Information Asset Register key values
As ISO 27001 has developed over the years is has become less proscriptive about the information risk methodology that can be employed. This has extended to the contents of the asset register however, there are some best practice values that should be included:
- Name: A simple and clear label – bear in mind this label might exist across any number of documents in a large ISMS.
- Description: Consider what the asset actually does and how it enables business.
- Location: Where is it stored, hosted and maintained?
- Owner: Who, at a senior level in the business, most benefits from the asset?
- Users: The business units and personnel who use the asset.
- Classification & Caveat: Official, Official-Sensitive, Secret, Top Secret etc.
- Size: Number of records, data subjects, case files etc.
- Personal data: Yes or No.
- Format: Database records, spreadsheets, word documents, paper files etc.
- Risks: Considerations of the loss of Confidentiality, Integrity or Availability of the asset.
- Key Asset: Yes or No
Should there be any values, columns (in the inevitable spreadsheet!) or additional information you want to add then do so. You need to compile something that another person could readily understand, inherit and update in the future. Thinking about recent data protection regulation change, registers could also record where assets are routinely shared or transferred to other organisations and data processors. If this is the case it could also be recorded as it will influence the risk assessment.
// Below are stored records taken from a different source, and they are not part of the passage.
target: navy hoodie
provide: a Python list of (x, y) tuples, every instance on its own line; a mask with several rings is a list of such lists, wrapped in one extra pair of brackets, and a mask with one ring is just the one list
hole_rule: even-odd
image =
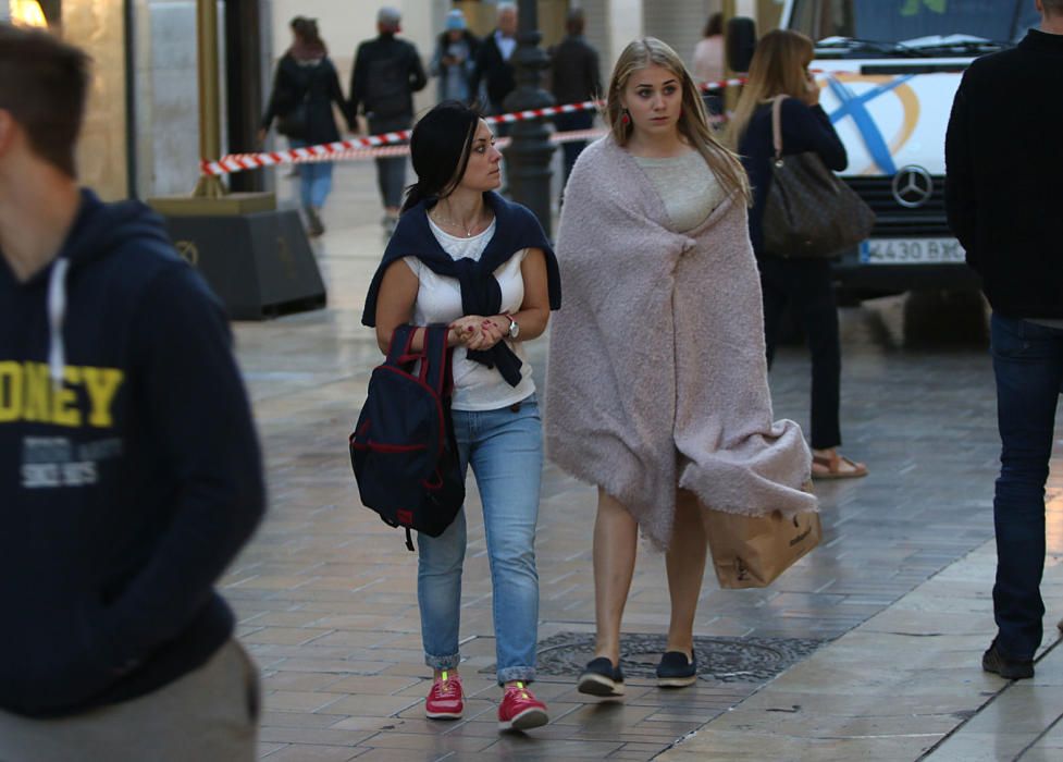
[(263, 503), (223, 310), (157, 216), (85, 190), (44, 271), (0, 256), (0, 709), (74, 714), (206, 663)]

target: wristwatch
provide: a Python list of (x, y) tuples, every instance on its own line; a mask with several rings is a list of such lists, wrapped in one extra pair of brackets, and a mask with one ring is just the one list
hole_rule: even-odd
[(516, 339), (520, 335), (520, 325), (518, 325), (517, 321), (514, 320), (514, 316), (509, 315), (508, 312), (506, 312), (505, 317), (507, 320), (509, 320), (509, 337)]

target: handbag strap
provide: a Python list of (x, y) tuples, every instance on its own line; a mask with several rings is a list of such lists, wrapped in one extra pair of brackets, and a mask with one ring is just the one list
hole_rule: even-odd
[(782, 158), (782, 101), (787, 96), (779, 95), (771, 99), (771, 145), (775, 147), (775, 160)]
The ISMS – It’s all about managing Information Risk
Our “ISMS Design, Build and Maintain” post looked at how important maintenance is. Maintaining the asset register as threat, risk and occasionally even information purpose evolves is part of this work. If you think that the “information purpose” for an information asset is changing, particularly for personal data, you need to consult your Data Protection Officer (DPO). The DPO will consider if there are any problems of data being collected for one purpose, potentially being used for another. In the UK the website of the Information Commissioner’s Officer provides data protection advice.
To successfully manage risk, you will need to engage and inform the business stakeholder who understands what the business needs from the information asset. It is for them to confirm to you if it continues to fulfil the necessary function. This person is the Information Asset Owner (IAO) and is likely to be associated with a particular operational position. IAO is a term worth adopting if you haven’t already.
The IAO should be able to tell you [in broad terms] who legitimately accesses the asset, why they have access and for what purpose the asset is required.
It is through effective information asset management as well as engagement with key roles such as the IAO, CISO and SIRO that the wider organisation will buy into the purpose of an effective ISMS and will continue to benefit from it.